If I were pitching this, I would say this is part Sliding Doors, part One Day, and part Life After Life. The lives of two people (and many of their friends and family) and how they progress over 60-odd years, through three variations on one starting point.

I liked: seeing how experience changes people, poignant descriptions of relationships, that there is no “good version” of the world (each had positives and negatives), the Cambridge references in the early years.

I disliked: characters thinking “I feel like I should know you” – as far as I’m concerned that’s not how multiple universe work, no more books to read by this author (yet!).


2015 Book Challenge – #17 – Station Eleven

First post of the 2015 book challenge is here

Station Eleven, by Emily St John Mandel, was recommended on Twitter. Actually it wasn’t even directly recommended, I just overhead a conversation and had to join in.

How could I resist?

How could I resist?

Station Eleven is not set on a station of any kind. It’s set slightly before, and 20 years after, a flu epidemic has killed 99% of the world’s population. The station of the title is one in a science fiction comic that we see coming in to being, passing from hand to hand, and linking some of our characters in unintended ways.
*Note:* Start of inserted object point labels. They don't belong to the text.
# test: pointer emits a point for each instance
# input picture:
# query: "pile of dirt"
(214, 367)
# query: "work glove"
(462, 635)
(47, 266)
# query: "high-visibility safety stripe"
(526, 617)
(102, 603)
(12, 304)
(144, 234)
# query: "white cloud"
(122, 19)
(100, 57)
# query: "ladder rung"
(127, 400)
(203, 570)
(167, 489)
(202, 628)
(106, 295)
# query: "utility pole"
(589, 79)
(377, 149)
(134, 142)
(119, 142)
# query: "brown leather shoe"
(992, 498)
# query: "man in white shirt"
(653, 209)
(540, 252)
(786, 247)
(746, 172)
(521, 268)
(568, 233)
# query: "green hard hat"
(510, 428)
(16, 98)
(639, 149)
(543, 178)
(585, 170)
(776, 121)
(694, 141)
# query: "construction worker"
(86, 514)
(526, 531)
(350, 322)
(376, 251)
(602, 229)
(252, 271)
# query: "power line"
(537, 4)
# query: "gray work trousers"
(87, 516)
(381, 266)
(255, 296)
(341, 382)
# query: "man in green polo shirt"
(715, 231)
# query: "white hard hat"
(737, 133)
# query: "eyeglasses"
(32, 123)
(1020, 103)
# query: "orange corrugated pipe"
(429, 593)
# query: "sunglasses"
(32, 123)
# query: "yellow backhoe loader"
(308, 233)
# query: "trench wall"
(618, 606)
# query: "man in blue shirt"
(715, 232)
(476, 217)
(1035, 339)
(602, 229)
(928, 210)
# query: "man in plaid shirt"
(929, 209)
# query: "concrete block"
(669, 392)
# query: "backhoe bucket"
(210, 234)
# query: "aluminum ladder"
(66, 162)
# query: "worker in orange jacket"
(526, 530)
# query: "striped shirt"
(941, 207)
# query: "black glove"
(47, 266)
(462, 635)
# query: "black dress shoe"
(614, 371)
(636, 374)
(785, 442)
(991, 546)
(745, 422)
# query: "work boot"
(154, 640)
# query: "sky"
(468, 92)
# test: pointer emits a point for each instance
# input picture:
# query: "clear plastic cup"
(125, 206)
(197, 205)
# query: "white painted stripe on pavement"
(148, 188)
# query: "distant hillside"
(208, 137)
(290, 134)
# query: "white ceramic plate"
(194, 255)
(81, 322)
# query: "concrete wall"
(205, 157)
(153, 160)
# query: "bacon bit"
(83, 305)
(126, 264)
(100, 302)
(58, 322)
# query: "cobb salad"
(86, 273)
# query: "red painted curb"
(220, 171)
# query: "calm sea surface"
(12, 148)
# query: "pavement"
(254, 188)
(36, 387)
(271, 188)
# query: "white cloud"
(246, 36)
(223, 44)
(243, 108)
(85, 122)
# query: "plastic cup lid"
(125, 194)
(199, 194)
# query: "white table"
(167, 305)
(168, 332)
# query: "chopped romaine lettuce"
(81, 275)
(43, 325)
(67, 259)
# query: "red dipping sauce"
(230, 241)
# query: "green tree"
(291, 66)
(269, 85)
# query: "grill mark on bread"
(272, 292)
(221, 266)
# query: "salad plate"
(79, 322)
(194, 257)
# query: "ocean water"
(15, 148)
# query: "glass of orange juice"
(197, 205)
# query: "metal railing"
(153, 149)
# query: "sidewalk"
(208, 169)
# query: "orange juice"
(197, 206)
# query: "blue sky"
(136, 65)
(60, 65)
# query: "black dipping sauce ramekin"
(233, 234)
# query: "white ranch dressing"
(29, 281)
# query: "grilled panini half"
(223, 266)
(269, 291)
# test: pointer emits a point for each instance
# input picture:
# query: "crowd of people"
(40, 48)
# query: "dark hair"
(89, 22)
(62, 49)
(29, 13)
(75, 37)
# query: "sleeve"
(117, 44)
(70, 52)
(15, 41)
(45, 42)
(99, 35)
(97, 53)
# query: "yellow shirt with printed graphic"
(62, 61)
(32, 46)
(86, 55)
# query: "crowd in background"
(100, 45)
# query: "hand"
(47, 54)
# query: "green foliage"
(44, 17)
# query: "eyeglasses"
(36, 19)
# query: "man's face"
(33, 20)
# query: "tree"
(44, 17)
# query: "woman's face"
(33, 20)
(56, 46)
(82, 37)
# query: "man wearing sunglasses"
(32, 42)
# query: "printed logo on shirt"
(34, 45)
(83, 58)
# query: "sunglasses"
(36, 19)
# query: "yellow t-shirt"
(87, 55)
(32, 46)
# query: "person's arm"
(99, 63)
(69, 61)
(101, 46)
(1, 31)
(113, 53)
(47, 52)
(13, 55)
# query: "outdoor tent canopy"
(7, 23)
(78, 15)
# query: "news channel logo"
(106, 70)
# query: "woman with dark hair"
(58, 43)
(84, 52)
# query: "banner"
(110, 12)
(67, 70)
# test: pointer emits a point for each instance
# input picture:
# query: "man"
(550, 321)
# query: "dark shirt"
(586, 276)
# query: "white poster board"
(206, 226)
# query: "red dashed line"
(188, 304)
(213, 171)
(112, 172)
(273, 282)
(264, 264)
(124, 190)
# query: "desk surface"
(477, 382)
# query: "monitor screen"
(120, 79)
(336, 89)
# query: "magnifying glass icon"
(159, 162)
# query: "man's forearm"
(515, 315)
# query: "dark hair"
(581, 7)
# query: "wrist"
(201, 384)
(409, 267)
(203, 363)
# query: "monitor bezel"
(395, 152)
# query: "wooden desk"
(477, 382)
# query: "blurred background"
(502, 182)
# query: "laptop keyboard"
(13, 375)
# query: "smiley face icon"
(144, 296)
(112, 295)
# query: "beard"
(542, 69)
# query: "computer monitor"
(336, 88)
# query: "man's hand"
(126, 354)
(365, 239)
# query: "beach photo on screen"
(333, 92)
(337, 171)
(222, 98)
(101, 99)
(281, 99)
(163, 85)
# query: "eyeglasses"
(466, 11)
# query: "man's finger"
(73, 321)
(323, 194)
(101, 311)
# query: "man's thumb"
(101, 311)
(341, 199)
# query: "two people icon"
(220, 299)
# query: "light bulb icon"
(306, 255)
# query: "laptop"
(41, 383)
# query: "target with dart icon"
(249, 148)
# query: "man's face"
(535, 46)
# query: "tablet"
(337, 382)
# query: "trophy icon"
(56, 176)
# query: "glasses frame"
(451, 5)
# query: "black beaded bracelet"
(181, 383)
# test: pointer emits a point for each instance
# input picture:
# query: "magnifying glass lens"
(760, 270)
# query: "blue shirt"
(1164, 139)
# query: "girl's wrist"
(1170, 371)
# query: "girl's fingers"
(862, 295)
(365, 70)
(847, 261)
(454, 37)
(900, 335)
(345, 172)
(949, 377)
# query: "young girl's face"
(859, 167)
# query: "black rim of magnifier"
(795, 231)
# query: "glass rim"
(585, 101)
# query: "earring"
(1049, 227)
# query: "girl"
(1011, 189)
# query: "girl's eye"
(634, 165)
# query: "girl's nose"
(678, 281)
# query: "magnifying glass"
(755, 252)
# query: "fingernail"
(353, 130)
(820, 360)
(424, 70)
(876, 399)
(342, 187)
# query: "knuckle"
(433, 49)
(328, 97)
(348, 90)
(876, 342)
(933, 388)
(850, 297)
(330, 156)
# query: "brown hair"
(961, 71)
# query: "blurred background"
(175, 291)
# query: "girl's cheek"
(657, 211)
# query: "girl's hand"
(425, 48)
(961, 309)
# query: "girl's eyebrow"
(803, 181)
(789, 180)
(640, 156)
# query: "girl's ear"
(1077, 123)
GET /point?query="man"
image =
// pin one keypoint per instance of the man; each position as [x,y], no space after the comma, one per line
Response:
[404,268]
I love a bit of post-apocalypse, and I like it when we know how the apocalypse came about – or at least that we try to find out about it. If the story is set after-the-end in our world I always feel a little disappointed if we don’t get a glimpse of how it happened.

The links between the people we know “now” and the people we see “then” start off tenuous and then become more entwined.

I don’t want to say any more other than that if you like this sort of thing even a bit, you should read it. If you know anyone who likes this sort of thing, and they are aged 12 or over, they should read it. (in terms of suitability it’s less violent or sexual than the Gone series by Michael Grant, which is definitely deliberately aimed at kids).